Patrick Zaki, un anno e mezzo di detenzione nella cella torrida del Cairo. L’appello di Amnesty: «Condizioni disumane»

Lo studente egiziano dell’università di Bologna dorme per terra, nel famigerato carcere di Tora alla periferia della Capitale, da 18 mesi

Un anno e mezzo esatto di detenzione illegale, arbitraria e senza processo, tra sofferenze mentali e fisiche per Patrick Zaki, arrestato il 7 febbraio 2020: lo studente egiziano dell’università di Bologna dorme per terra, in un’affollata cella del famigerato carcere di Tora alla periferia del Cairo, da 18 mesi. Ma nonostante le pressioni dell’opinione pubblica e il monitoraggio processuale europeo a trazione italiana, le porte della prigione dove è rinchiuso non si aprono. Alla vigilia della ricorrenza Riccardo Noury, portavoce di Amnesty International Italia, aveva ricordato che «Patrick Zaki sta arrivando al 18esimo mese di detenzione illegale, arbitraria, senza processo e senza possibilità di difendersi» e che la mobilitazione in suo favore continua. E nelle ultime ore gli attivisti che si battono per lui hanno sottolineato che «tra un inverno freddo e un’estate molto calda, Patrick soffre nella sua cella con risorse quasi inesistenti e condizioni di detenzione disumane». Il trentenne studente egiziano era stato arrestato in circostanze controverse il 7 febbraio dell’anno scorso con le accuse di terrorismo e propaganda sovversiva e secondo Amnesty rischia fino a 25 anni di carcere.
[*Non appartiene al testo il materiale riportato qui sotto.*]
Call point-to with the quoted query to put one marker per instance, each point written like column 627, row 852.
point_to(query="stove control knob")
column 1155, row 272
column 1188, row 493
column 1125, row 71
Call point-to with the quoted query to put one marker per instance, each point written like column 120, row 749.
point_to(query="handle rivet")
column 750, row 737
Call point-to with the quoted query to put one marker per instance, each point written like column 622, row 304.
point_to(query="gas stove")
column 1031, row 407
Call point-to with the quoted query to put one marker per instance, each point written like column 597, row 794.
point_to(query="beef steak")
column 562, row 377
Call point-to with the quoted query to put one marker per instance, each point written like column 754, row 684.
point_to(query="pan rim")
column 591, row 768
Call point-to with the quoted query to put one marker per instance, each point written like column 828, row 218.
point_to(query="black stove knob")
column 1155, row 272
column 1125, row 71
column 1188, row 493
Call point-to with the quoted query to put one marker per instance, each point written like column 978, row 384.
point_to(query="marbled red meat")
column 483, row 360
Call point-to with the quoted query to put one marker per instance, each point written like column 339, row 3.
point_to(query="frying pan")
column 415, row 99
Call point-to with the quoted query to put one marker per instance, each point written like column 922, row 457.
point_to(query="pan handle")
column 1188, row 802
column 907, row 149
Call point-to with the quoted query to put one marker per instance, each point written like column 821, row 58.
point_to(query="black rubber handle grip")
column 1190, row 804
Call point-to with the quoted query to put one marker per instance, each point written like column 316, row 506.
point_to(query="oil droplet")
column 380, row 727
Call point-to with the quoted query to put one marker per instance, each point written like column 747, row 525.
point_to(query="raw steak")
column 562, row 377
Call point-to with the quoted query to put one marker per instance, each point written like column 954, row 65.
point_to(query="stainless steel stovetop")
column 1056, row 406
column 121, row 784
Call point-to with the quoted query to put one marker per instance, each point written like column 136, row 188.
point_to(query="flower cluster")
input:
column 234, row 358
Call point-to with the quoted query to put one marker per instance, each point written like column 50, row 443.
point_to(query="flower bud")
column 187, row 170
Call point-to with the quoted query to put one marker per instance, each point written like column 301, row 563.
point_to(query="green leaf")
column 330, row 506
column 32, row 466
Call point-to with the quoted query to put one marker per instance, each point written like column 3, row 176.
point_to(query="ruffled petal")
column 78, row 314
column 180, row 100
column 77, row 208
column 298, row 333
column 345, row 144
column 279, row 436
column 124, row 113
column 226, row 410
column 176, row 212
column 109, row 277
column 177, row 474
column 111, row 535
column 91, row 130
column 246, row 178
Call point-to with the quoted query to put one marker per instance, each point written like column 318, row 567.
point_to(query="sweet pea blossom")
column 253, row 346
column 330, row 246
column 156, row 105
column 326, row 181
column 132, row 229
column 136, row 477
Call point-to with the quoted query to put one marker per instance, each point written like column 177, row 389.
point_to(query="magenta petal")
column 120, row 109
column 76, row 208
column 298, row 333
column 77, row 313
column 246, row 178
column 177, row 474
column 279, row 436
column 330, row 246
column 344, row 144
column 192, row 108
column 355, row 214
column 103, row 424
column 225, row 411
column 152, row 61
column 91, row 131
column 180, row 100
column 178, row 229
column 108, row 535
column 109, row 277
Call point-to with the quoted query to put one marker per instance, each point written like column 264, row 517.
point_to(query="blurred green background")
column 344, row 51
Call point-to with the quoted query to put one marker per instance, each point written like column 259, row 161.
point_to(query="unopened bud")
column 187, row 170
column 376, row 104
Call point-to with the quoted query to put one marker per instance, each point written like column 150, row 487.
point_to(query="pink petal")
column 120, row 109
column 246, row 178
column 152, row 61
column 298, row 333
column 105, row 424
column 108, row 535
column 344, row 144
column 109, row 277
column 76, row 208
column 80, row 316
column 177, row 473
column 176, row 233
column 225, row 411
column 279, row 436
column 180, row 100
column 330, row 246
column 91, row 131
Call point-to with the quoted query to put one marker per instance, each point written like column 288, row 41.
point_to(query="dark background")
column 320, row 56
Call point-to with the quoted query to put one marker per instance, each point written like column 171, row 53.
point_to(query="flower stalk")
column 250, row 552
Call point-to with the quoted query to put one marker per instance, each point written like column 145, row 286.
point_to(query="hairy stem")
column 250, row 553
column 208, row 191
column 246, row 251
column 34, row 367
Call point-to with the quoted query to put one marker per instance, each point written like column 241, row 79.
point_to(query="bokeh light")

La custodia cautelare in Egitto può durare due anni, ma se durante le indagini subentrano nuovi capi d’accusa può essere prolungata ulteriormente, come ha dimostrato lo sciopero della fame iniziato di recente dalla figlia di un predicatore islamico in carcere senza processo da quattro anni.


Dopo una prima fase di cinque mesi di rinnovi quindicinali ritardati dall’emergenza Covid, ora il caso di Patrick Zaki è in quella dei prolungamenti di 45 giorni e il più recente rinnovo della carcerazione era stato ordinato a metà del mese scorso: la sua prospettiva è dunque di passare in cella anche la seconda metà di agosto. Le accuse a suo carico sono basate su dieci post di un account Facebook che i suoi legali considerano fake ma che hanno configurato fra l’altro la «diffusione di notizie false, l’incitamento alla protesta e l’istigazione alla violenza e ai crimini terroristici». In suo favore, in Italia, c’è stata una massiccia mobilitazione che fra l’altro ha spinto il Parlamento ad approvare il mese scorso una mozione che impegna il governo a compiere verifiche per concedere a Patrick la cittadinanza italiana. Una pressione che finora è stata senza effetti sulla magistratura egiziana.